This is the final project of Ironhack Bootcamp in Data Analytics. The algorithm predicts the emotions from the facial expressions and generates music according to them.
This repository uses Yolo-V5 and RepVGG to detect facial expressions and classify emotions (see the architecture for more info on how it works). To see how to use the code, check out the usage section for more information.
This model detects 8 basic facial expressions:
- anger
- contempt
- disgust
- fear
- happy
- neutral
- sad
- surprise
and then attempts to assign them appropriate colours. It classifies every face, even if it is not that confident about the result!
usage: main.py [-h] [--source SOURCE] [--img-size IMG_SIZE] [--conf-thres CONF_THRES] [--iou-thres IOU_THRES]
[--device DEVICE] [--hide-img] [--output-path OUTPUT_PATH | --no-save] [--agnostic-nms] [--augment]
[--line-thickness LINE_THICKNESS] [--hide-conf] [--show-fps]
optional arguments:
-h, --help show this help message and exit
--source SOURCE source
--img-size IMG_SIZE inference size (pixels)
--conf-thres CONF_THRES
face confidence threshold
--iou-thres IOU_THRES
IOU threshold for NMS
--device DEVICE cuda device, i.e. 0 or 0,1,2,3 or cpu
--hide-img hide results
--output-path OUTPUT_PATH
save location
--no-save do not save images/videos
--agnostic-nms class-agnostic NMS
--augment augmented inference
--line-thickness LINE_THICKNESS
bounding box thickness (pixels)
--hide-conf hide confidences
--show-fps print fps to console
There are two parts to this code: facial detection and emotion classification.
This repository is a fork of ultralytics/Yolo-V5 because this is the code for classifying faces. Read here for more information on Yolo-V5. To detect faces, the model was trained on the WIDER FACE dataset which has 393,703 faces. For more information, check out the paper here.
This repository uses code directly from the DingXiaoH/RepVGG repository. You can read the RepVGG paper here to find out more. Even though this is the main model, it made more sense to fork the Yolo-V5 repository because it was more complicated. The model was trained on the AffectNet dataset, which has 420,299 facial expressions. For more information, you can read the paper here.
This repository is a fork of https://github.com/kiecodes/generate-music.git
The following files are included:
File | Description |
---|---|
algorithms/genetic.py | The genetic algorithm library. You can find more about it here: https://github.com/kiecodes/genetic-algorithms |
mgen.py | The actual implementation of the music generation using a genetic algorithm. |
requirements.txt | Python library requirements to use with pip. |
First you need to install the requirements you need to run everything. This repository contains a requirements.txt file.

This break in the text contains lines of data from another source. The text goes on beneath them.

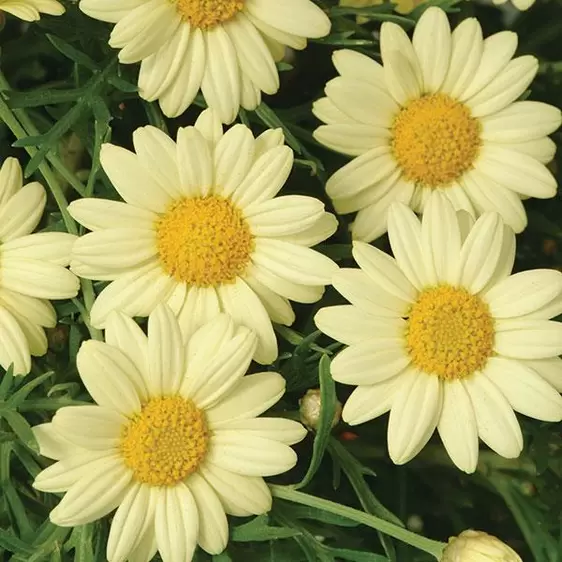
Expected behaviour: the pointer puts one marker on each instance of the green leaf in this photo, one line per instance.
(259, 530)
(21, 428)
(328, 401)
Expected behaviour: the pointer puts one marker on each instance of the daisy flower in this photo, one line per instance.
(173, 441)
(444, 337)
(477, 545)
(201, 229)
(225, 48)
(32, 270)
(31, 10)
(440, 115)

To install the needed requirements:
$ pip install -r requirements.txt
To start the script call:
$ python mgen.py
The script will ask you to define couple parameters:
Name | Description |
---|---|
Number of bars | Length of the generated melody in bars |
Notes per bar | Number of notes inside of a bar |
Number of steps | Number of pitches per note |
Introduce pauses | Should the algorithm introduce pauses betwen notes or do you want a constant stream of notes? |
Key | Key of the scale the melody should fit in |
Scale | Type of scale the melody shoud fit in |
Scale Root | Pitch of the scale (ex.: 4 means C4 is the root note of a scale in C) |
Population Size | Number of melodies per generation to rate and recombine |
Number of mutations | Max number of mutations that should be possible per child generated |
Mutation probability | Probability for a mutation to occur |
After you defined all parameters above the genetic algorithm will generate a population of melodies and play each one back to you. After each playback you can rate the melody.
Each generation all melodies are saved in midi format to disk using the following system:
<timestamp>/<generation>/<rating>.mid
GarageBand was used to add voices, instruments and effects to the melodies generated.